The aim was an innovative model that featured small-group Hebrew classes and a Sunday program for pre-K to grade 10. At the time, the religious school leadership team of Rabbi Sarah Mack, Joie Magnone and Rachel Mersky Woda told The Voice that they wanted a communal, accessible, joyful community. And they wanted to be sensitive to the needs of today’s busy families.

The new curriculum, written by Mack, Magnone and Mersky Woda, with input from an advisory group of congregants, parents and educators, has been a huge success, according to leadership and parents.

“We feel strongly that people should feel good about being here,” said Mersky Woda. Parents tell her, she said, that they “no longer have to fight with [their] child to be here.”

The key is to be flexible and work around the needs of the family and the child, not the other way around, she said. That means activities like all-school Shabbat dinners are included in tuition and students come as they are, at the time they can – and if they are in shin guards, that’s ok.

Enrollment is up. And it’s clear that the team of Mersky Woda and Mangione is working well:  In a recent interview, they completed each other’s sentences as they talked about what’s in store for the coming year.

Last year, Magnone said they hoped that the children would leave with a love of Judaism.
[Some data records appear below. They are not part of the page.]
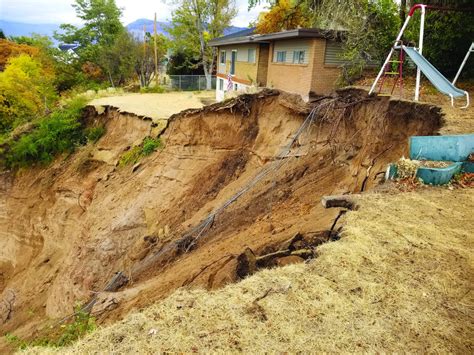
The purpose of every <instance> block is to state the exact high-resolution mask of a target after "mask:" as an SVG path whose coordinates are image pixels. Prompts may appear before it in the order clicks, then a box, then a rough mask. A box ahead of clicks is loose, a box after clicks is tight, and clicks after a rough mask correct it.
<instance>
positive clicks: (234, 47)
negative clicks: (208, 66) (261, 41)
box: [217, 44, 259, 85]
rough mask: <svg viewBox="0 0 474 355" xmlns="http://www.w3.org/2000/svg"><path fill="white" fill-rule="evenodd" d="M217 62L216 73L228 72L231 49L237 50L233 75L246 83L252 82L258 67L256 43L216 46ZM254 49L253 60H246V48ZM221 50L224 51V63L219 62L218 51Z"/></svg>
mask: <svg viewBox="0 0 474 355" xmlns="http://www.w3.org/2000/svg"><path fill="white" fill-rule="evenodd" d="M218 49H219V52H218V53H219V54H218V64H217V73H220V74H225V76H226V77H227V75H228V74H229V71H230V59H231V56H232V51H233V50H236V51H237V60H236V63H235V74H234V77H235V78H238V79H240V80H241V81H245V82H246V83H247V84H248V85H250V84H252V82H255V81H256V80H257V69H258V64H257V63H258V58H259V48H258V45H256V44H241V45H231V46H224V47H218ZM249 49H254V50H255V61H253V62H249V61H248V50H249ZM221 51H225V52H226V63H225V65H223V64H221V63H220V53H221Z"/></svg>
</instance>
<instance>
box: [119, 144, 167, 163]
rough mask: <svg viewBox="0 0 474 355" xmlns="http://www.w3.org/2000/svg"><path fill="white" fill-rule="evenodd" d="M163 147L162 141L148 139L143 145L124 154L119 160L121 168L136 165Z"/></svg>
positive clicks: (132, 149) (137, 147) (132, 148)
mask: <svg viewBox="0 0 474 355" xmlns="http://www.w3.org/2000/svg"><path fill="white" fill-rule="evenodd" d="M160 147H161V140H160V139H159V138H151V137H146V138H145V139H144V140H143V142H142V144H140V145H137V146H135V147H133V148H131V149H129V150H128V151H126V152H125V153H123V154H122V156H121V157H120V160H119V166H121V167H124V166H127V165H132V164H135V163H136V162H138V161H139V160H140V158H142V157H144V156H147V155H150V154H151V153H153V152H154V151H156V150H157V149H158V148H160Z"/></svg>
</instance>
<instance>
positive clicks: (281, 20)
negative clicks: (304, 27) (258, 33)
mask: <svg viewBox="0 0 474 355" xmlns="http://www.w3.org/2000/svg"><path fill="white" fill-rule="evenodd" d="M309 22H310V21H309V18H308V16H306V15H305V13H304V11H303V9H302V8H301V6H300V3H298V2H294V1H292V0H280V1H278V3H277V4H275V5H274V6H272V8H271V9H270V11H268V12H262V13H261V14H260V16H259V19H258V22H257V33H261V34H263V33H272V32H279V31H286V30H292V29H295V28H300V27H307V26H309Z"/></svg>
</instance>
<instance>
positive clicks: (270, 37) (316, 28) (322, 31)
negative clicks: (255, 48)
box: [209, 27, 340, 47]
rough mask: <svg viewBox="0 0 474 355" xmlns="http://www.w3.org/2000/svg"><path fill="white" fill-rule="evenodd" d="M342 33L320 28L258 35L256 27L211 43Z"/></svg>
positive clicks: (328, 36)
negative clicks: (256, 29) (323, 29)
mask: <svg viewBox="0 0 474 355" xmlns="http://www.w3.org/2000/svg"><path fill="white" fill-rule="evenodd" d="M339 33H340V32H338V31H334V30H321V29H319V28H298V29H295V30H288V31H281V32H274V33H266V34H256V33H255V27H253V28H248V29H246V30H243V31H239V32H236V33H233V34H231V35H228V36H223V37H219V38H215V39H213V40H211V41H209V45H210V46H211V47H217V46H225V45H231V44H243V43H268V42H271V41H276V40H282V39H292V38H332V39H335V38H339V37H340V34H339Z"/></svg>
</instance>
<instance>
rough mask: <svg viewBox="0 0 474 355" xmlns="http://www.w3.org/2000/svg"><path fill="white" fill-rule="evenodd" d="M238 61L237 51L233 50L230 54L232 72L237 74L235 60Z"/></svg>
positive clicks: (230, 69)
mask: <svg viewBox="0 0 474 355" xmlns="http://www.w3.org/2000/svg"><path fill="white" fill-rule="evenodd" d="M236 61H237V51H236V50H233V51H232V53H231V56H230V73H231V74H232V75H234V74H235V62H236Z"/></svg>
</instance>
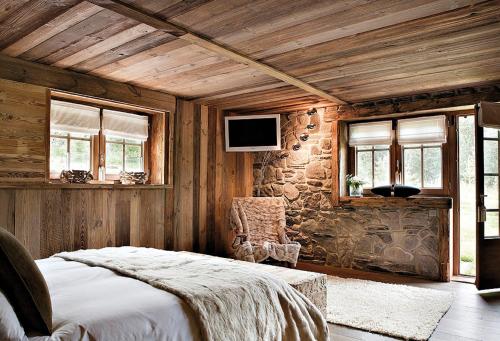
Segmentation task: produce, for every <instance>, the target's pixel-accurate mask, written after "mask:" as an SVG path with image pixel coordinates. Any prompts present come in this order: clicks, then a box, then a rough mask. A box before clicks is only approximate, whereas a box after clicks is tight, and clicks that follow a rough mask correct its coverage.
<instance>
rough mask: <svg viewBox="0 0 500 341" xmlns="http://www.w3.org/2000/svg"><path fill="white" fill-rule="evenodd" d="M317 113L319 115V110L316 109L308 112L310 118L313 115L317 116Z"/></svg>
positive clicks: (309, 109)
mask: <svg viewBox="0 0 500 341" xmlns="http://www.w3.org/2000/svg"><path fill="white" fill-rule="evenodd" d="M317 113H318V110H316V108H312V109H309V110H308V111H307V115H309V116H312V115H314V114H317Z"/></svg>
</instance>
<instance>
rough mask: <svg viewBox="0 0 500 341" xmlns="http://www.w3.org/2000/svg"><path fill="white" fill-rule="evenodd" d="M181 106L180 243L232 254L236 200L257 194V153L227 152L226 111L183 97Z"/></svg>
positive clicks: (223, 253)
mask: <svg viewBox="0 0 500 341" xmlns="http://www.w3.org/2000/svg"><path fill="white" fill-rule="evenodd" d="M177 109H178V110H177V113H176V119H177V121H176V126H177V128H178V129H177V130H176V134H177V136H176V143H175V150H176V152H175V155H176V165H175V171H174V188H175V200H174V202H175V209H174V218H173V220H174V228H173V229H174V233H173V234H174V249H176V250H194V251H198V252H206V253H209V254H217V255H226V254H228V253H230V252H231V249H230V243H231V242H232V234H231V229H230V225H229V212H230V211H229V209H230V205H231V201H232V198H233V197H235V196H248V195H251V194H252V187H253V183H252V181H253V175H252V164H253V161H252V158H253V155H252V154H250V153H226V152H225V146H224V115H225V113H224V112H222V111H220V110H217V109H216V108H212V107H206V106H200V105H199V104H195V103H193V102H187V101H183V100H179V101H178V104H177Z"/></svg>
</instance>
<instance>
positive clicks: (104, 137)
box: [103, 135, 146, 180]
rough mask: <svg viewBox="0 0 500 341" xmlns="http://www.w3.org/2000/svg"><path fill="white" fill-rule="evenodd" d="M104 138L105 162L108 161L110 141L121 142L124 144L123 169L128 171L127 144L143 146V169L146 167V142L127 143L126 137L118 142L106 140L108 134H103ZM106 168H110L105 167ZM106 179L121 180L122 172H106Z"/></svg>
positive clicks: (117, 142) (142, 146) (104, 152)
mask: <svg viewBox="0 0 500 341" xmlns="http://www.w3.org/2000/svg"><path fill="white" fill-rule="evenodd" d="M103 139H104V156H103V157H104V163H106V152H107V144H108V143H114V144H119V145H121V146H122V162H123V170H124V171H126V157H125V148H126V146H140V147H141V157H142V163H143V171H144V170H145V169H146V157H145V144H146V142H141V143H140V144H139V143H127V142H126V139H122V142H117V141H106V136H105V135H103ZM105 169H106V170H107V169H108V168H105ZM105 178H106V180H119V179H120V174H111V173H106V174H105Z"/></svg>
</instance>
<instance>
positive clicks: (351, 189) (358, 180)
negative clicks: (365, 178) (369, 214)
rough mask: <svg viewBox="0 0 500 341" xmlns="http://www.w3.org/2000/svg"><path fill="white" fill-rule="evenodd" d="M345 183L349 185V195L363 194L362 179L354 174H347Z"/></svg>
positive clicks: (359, 194)
mask: <svg viewBox="0 0 500 341" xmlns="http://www.w3.org/2000/svg"><path fill="white" fill-rule="evenodd" d="M346 183H347V186H348V187H349V195H350V196H351V197H362V196H363V185H364V183H365V182H364V181H363V180H361V179H360V178H358V177H357V176H355V175H352V174H347V175H346Z"/></svg>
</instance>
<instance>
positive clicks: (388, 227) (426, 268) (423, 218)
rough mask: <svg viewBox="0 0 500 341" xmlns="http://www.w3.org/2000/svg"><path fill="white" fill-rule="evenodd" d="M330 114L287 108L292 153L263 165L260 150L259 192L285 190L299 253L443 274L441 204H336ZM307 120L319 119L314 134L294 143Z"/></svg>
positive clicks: (406, 272)
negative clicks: (343, 204)
mask: <svg viewBox="0 0 500 341" xmlns="http://www.w3.org/2000/svg"><path fill="white" fill-rule="evenodd" d="M331 114H332V113H331V112H329V111H328V110H327V111H325V110H323V109H319V110H318V114H316V115H314V116H312V117H309V116H307V115H305V113H304V112H299V113H293V114H285V115H282V116H281V120H282V135H283V136H287V138H286V140H287V141H286V144H285V146H284V148H285V149H286V150H287V154H288V156H287V157H286V158H283V159H281V158H279V157H276V158H275V160H274V161H272V162H270V163H269V164H268V165H267V166H266V167H264V168H263V167H262V165H263V164H262V160H263V159H264V157H265V153H257V154H256V157H255V162H254V195H256V194H257V193H258V187H260V195H262V196H284V197H285V201H286V202H287V210H286V215H287V217H286V218H287V234H288V235H289V236H290V238H291V239H293V240H296V241H298V242H300V243H301V244H302V250H301V254H300V260H301V261H305V262H311V263H315V264H322V265H329V266H335V267H345V268H353V269H361V270H382V271H389V272H396V273H404V274H415V275H421V276H424V277H427V278H431V279H438V278H439V265H438V237H437V236H438V227H439V218H438V217H439V215H438V210H437V209H429V208H417V207H415V208H414V207H412V208H371V207H347V206H344V207H342V206H340V207H333V206H332V203H331V199H330V198H331V184H332V180H331V176H332V172H331V160H332V154H331V150H332V148H331V147H332V140H331V139H332V135H331V121H332V119H333V118H332V115H331ZM308 123H314V124H315V125H316V126H315V128H314V129H313V130H310V131H309V134H310V136H309V139H308V141H306V142H300V143H301V148H300V149H299V150H298V151H294V150H292V145H293V144H294V143H296V142H297V140H296V138H295V135H294V134H293V133H292V132H293V131H295V132H296V133H297V134H296V135H297V136H299V135H300V134H301V133H302V132H304V130H305V127H306V125H307V124H308ZM259 182H260V183H261V184H260V186H259Z"/></svg>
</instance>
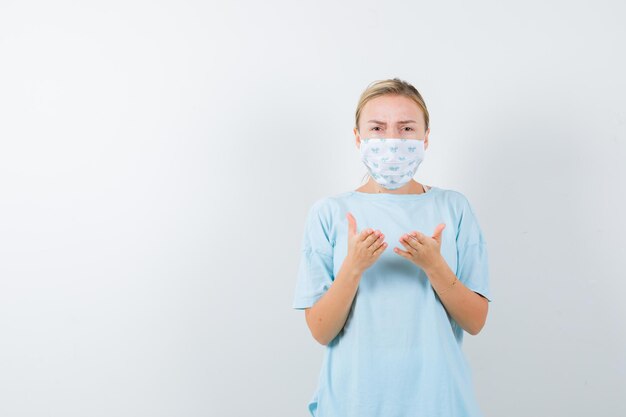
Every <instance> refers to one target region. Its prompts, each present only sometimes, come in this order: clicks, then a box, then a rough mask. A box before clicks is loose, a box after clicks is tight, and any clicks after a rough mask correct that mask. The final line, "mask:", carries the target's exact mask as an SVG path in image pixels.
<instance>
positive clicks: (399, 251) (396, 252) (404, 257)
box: [393, 247, 412, 259]
mask: <svg viewBox="0 0 626 417" xmlns="http://www.w3.org/2000/svg"><path fill="white" fill-rule="evenodd" d="M393 251H394V252H395V253H397V254H398V255H400V256H402V257H404V258H407V259H412V255H411V253H410V252H407V251H405V250H402V249H400V248H398V247H396V248H393Z"/></svg>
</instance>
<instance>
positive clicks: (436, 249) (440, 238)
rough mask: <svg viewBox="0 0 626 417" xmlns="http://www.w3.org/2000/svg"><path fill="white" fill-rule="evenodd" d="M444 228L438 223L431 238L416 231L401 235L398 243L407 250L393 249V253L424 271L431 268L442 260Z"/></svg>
mask: <svg viewBox="0 0 626 417" xmlns="http://www.w3.org/2000/svg"><path fill="white" fill-rule="evenodd" d="M445 227H446V225H445V223H439V224H438V225H437V227H436V228H435V232H434V233H433V236H432V237H429V236H426V235H425V234H423V233H421V232H419V231H416V230H414V231H412V232H409V233H407V234H405V235H402V236H400V239H399V241H400V243H402V245H404V247H405V248H406V249H407V250H402V249H400V248H398V247H395V248H393V251H394V252H395V253H397V254H398V255H400V256H403V257H405V258H406V259H408V260H409V261H411V262H413V263H414V264H415V265H417V266H419V267H420V268H422V269H424V270H427V269H429V268H432V267H433V266H436V265H437V264H438V263H439V262H440V261H441V260H442V256H441V232H442V231H443V229H444V228H445Z"/></svg>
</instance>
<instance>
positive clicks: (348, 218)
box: [344, 213, 387, 273]
mask: <svg viewBox="0 0 626 417" xmlns="http://www.w3.org/2000/svg"><path fill="white" fill-rule="evenodd" d="M346 217H347V218H348V254H347V255H346V259H345V261H344V262H348V263H349V264H350V266H351V267H352V268H354V269H355V270H356V271H357V272H359V273H363V272H365V270H366V269H367V268H369V267H370V266H372V265H373V264H374V262H376V260H377V259H378V257H379V256H380V254H381V253H383V251H384V250H385V249H386V248H387V242H385V235H383V234H382V233H381V232H380V230H374V229H371V228H369V229H365V230H362V231H361V232H360V233H357V228H356V219H355V218H354V216H353V215H352V213H347V214H346Z"/></svg>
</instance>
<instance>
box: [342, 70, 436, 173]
mask: <svg viewBox="0 0 626 417" xmlns="http://www.w3.org/2000/svg"><path fill="white" fill-rule="evenodd" d="M385 94H397V95H401V96H405V97H408V98H410V99H411V100H413V101H414V102H415V104H417V105H418V106H419V108H420V109H422V112H423V113H424V124H425V127H424V131H426V130H428V126H429V125H430V116H429V114H428V109H427V108H426V103H425V102H424V98H423V97H422V95H421V94H420V92H419V91H417V89H416V88H415V87H413V86H412V85H411V84H409V83H408V82H406V81H404V80H401V79H399V78H391V79H387V80H378V81H374V82H372V83H370V84H369V85H368V86H367V88H366V89H365V91H363V93H361V97H360V98H359V103H358V104H357V106H356V114H355V117H354V127H355V128H356V130H357V132H358V131H359V119H360V118H361V112H362V111H363V107H365V104H367V102H368V101H370V100H371V99H373V98H376V97H380V96H383V95H385ZM368 176H369V172H366V173H365V175H364V176H363V179H362V180H361V182H363V181H364V180H365V178H367V177H368Z"/></svg>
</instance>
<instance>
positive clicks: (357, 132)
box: [352, 127, 361, 149]
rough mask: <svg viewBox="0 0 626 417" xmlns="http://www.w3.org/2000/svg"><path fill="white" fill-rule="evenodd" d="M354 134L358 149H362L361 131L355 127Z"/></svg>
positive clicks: (355, 140) (357, 147) (355, 143)
mask: <svg viewBox="0 0 626 417" xmlns="http://www.w3.org/2000/svg"><path fill="white" fill-rule="evenodd" d="M352 132H353V133H354V140H355V145H356V148H357V149H360V148H361V135H360V134H359V130H358V129H357V128H356V127H355V128H354V129H352Z"/></svg>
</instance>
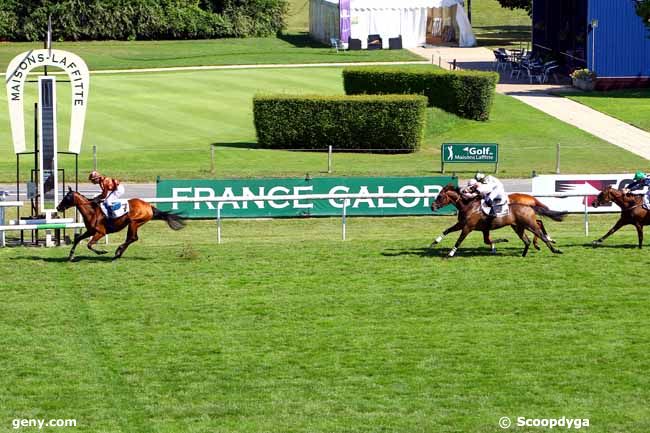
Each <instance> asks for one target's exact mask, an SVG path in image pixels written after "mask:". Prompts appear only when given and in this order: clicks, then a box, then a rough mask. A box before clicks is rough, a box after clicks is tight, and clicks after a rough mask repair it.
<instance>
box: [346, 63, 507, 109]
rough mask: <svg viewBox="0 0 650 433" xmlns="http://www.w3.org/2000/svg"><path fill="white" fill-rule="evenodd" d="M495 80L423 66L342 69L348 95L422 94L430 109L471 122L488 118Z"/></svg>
mask: <svg viewBox="0 0 650 433" xmlns="http://www.w3.org/2000/svg"><path fill="white" fill-rule="evenodd" d="M498 81H499V75H498V74H497V73H495V72H481V71H454V72H450V71H445V70H442V69H437V68H433V67H431V66H426V67H416V68H414V67H366V68H364V67H355V68H346V69H344V70H343V85H344V87H345V93H347V94H348V95H359V94H373V95H381V94H417V95H425V96H426V97H427V98H428V100H429V106H430V107H438V108H441V109H443V110H445V111H449V112H450V113H454V114H456V115H458V116H461V117H465V118H467V119H474V120H487V119H488V118H489V117H490V110H491V108H492V101H493V100H494V91H495V89H496V84H497V82H498Z"/></svg>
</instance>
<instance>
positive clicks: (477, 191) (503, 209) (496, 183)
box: [474, 173, 508, 216]
mask: <svg viewBox="0 0 650 433" xmlns="http://www.w3.org/2000/svg"><path fill="white" fill-rule="evenodd" d="M474 179H475V180H476V182H477V183H476V185H475V186H474V189H475V190H476V191H477V192H478V193H479V194H480V195H481V197H482V198H483V203H484V204H485V205H486V206H487V207H489V208H490V212H489V214H488V215H490V216H497V215H498V214H500V213H502V212H503V211H507V210H508V208H507V206H508V195H507V194H506V191H505V188H504V187H503V183H501V181H500V180H499V179H497V178H496V177H494V176H486V175H485V174H483V173H476V176H474ZM504 206H506V208H505V209H504V208H503V207H504Z"/></svg>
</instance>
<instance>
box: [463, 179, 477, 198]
mask: <svg viewBox="0 0 650 433" xmlns="http://www.w3.org/2000/svg"><path fill="white" fill-rule="evenodd" d="M476 184H478V182H477V181H476V179H474V178H472V179H470V180H468V181H467V185H465V186H464V187H462V188H461V189H460V194H461V195H462V196H463V198H465V199H472V198H474V197H476V196H478V192H477V191H476Z"/></svg>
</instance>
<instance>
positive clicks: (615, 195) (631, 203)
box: [592, 186, 650, 248]
mask: <svg viewBox="0 0 650 433" xmlns="http://www.w3.org/2000/svg"><path fill="white" fill-rule="evenodd" d="M612 202H614V203H616V204H617V205H618V207H620V208H621V216H620V218H619V219H618V221H616V224H614V227H612V228H611V229H610V230H609V231H608V232H607V233H606V234H605V236H603V237H601V238H600V239H596V240H595V241H593V245H594V246H598V245H600V244H602V243H603V241H604V240H605V239H607V238H608V237H609V236H611V235H612V234H613V233H614V232H616V231H617V230H618V229H620V228H621V227H623V226H626V225H628V224H633V225H634V227H636V233H637V235H638V237H639V248H642V247H643V226H644V225H650V211H648V210H647V209H645V208H644V207H643V197H642V196H640V195H634V194H626V193H625V192H623V191H620V190H618V189H616V188H613V187H612V186H608V187H607V188H605V189H604V190H602V191H601V192H600V194H598V197H596V201H594V202H593V203H592V206H593V207H598V206H602V205H604V204H607V203H612Z"/></svg>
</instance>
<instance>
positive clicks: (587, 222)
mask: <svg viewBox="0 0 650 433" xmlns="http://www.w3.org/2000/svg"><path fill="white" fill-rule="evenodd" d="M587 198H588V196H585V236H589V205H588V200H587Z"/></svg>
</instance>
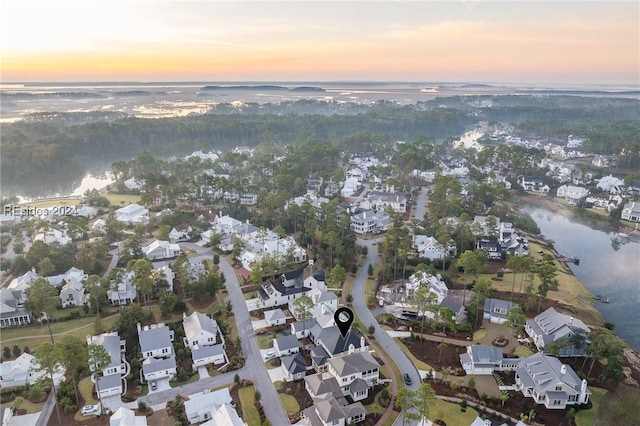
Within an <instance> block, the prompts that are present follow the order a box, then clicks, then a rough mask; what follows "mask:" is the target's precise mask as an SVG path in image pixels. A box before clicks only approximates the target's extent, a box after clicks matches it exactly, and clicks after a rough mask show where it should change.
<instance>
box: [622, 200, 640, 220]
mask: <svg viewBox="0 0 640 426" xmlns="http://www.w3.org/2000/svg"><path fill="white" fill-rule="evenodd" d="M620 218H621V219H623V220H628V221H629V222H636V223H637V222H640V203H636V202H635V201H632V202H630V203H627V204H625V205H624V207H623V208H622V214H621V215H620Z"/></svg>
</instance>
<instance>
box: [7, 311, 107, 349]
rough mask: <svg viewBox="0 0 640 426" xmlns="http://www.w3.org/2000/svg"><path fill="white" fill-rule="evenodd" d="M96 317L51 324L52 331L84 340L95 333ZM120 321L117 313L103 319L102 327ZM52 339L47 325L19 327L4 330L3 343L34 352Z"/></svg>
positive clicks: (21, 348)
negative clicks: (15, 346) (93, 325)
mask: <svg viewBox="0 0 640 426" xmlns="http://www.w3.org/2000/svg"><path fill="white" fill-rule="evenodd" d="M94 320H95V317H86V318H78V319H75V320H70V321H63V322H57V323H53V324H51V332H52V333H53V334H54V337H53V338H54V340H55V338H56V334H70V335H72V336H75V337H77V338H79V339H80V340H82V341H84V340H85V339H86V336H87V334H92V333H93V321H94ZM117 321H118V316H117V315H112V316H110V317H108V318H103V319H102V327H103V328H104V329H105V330H110V329H112V328H113V327H114V326H115V324H116V322H117ZM48 341H51V339H50V337H49V328H48V327H47V326H46V325H37V326H28V327H18V328H10V329H3V330H2V344H3V345H4V346H6V345H9V346H11V347H13V345H18V347H19V348H20V349H22V348H24V347H25V346H28V347H29V349H30V350H31V351H32V352H33V350H34V349H35V348H37V347H38V346H40V345H41V344H42V343H44V342H48Z"/></svg>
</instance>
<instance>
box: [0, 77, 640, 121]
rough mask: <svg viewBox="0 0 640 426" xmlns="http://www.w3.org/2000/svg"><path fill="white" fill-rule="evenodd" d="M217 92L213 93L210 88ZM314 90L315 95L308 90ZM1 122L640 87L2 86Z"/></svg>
mask: <svg viewBox="0 0 640 426" xmlns="http://www.w3.org/2000/svg"><path fill="white" fill-rule="evenodd" d="M212 88H213V89H212ZM310 88H311V89H312V90H310ZM0 91H1V95H2V96H0V100H1V101H2V118H0V122H4V123H9V122H14V121H16V120H19V119H20V117H22V116H24V115H25V114H29V113H36V112H37V113H46V112H55V111H75V112H95V111H101V112H105V113H106V112H123V113H127V114H129V115H135V116H137V117H143V118H145V117H147V118H159V117H177V116H186V115H191V114H203V113H206V112H208V111H211V110H212V109H213V108H215V105H217V104H221V103H229V104H234V105H238V106H241V105H242V104H243V103H258V104H264V103H280V102H287V101H296V100H301V99H314V100H324V101H333V102H338V103H347V102H351V103H359V104H364V105H369V104H372V103H375V102H378V101H387V102H394V103H397V104H399V105H407V104H415V103H416V102H419V101H428V100H432V99H436V98H438V97H448V96H466V95H508V94H529V95H531V94H537V95H546V96H550V95H582V96H605V97H610V96H615V97H627V98H640V90H639V88H638V86H614V85H609V86H604V85H592V86H584V85H582V86H579V85H563V86H549V85H534V84H504V83H492V84H476V83H448V82H435V83H434V82H415V83H411V82H405V83H403V82H153V83H140V82H96V83H86V82H82V83H73V82H69V83H10V84H6V83H5V84H0Z"/></svg>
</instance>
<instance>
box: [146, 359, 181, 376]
mask: <svg viewBox="0 0 640 426" xmlns="http://www.w3.org/2000/svg"><path fill="white" fill-rule="evenodd" d="M149 360H150V362H148V363H142V371H143V373H144V374H149V373H155V372H156V371H161V370H171V369H174V368H176V359H175V358H174V357H172V356H171V357H169V358H165V359H155V358H149Z"/></svg>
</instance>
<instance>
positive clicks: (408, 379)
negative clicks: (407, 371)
mask: <svg viewBox="0 0 640 426" xmlns="http://www.w3.org/2000/svg"><path fill="white" fill-rule="evenodd" d="M404 384H405V385H407V386H409V385H411V377H409V375H408V374H407V373H404Z"/></svg>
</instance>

This summer, she said she visited Camp JORI, in Wakefield, where many area children spend a few weeks.

“A student came running up to me,” she said. “He told me, ‘I can’t wait for Hebrew School to begin again!’ ”

Magnone and Mersky Woda say they are also excited about the upcoming school year, when the emphasis will be on teaching many different aspects of Judaism – a breadth of knowledge.  There will also be more of an emphasis on learning at each age-appropriate level – so a study of a holiday, for example, won’t be the same for the whole school.  And there will be a continued emphasis on project-based learning.

“We are really excited about the process of learning,” says Magnone.

Magnone and Mersky Woda say this progressive approach to education is “the only way we’ll see the next generation of Jews know what it means to be Jewish.”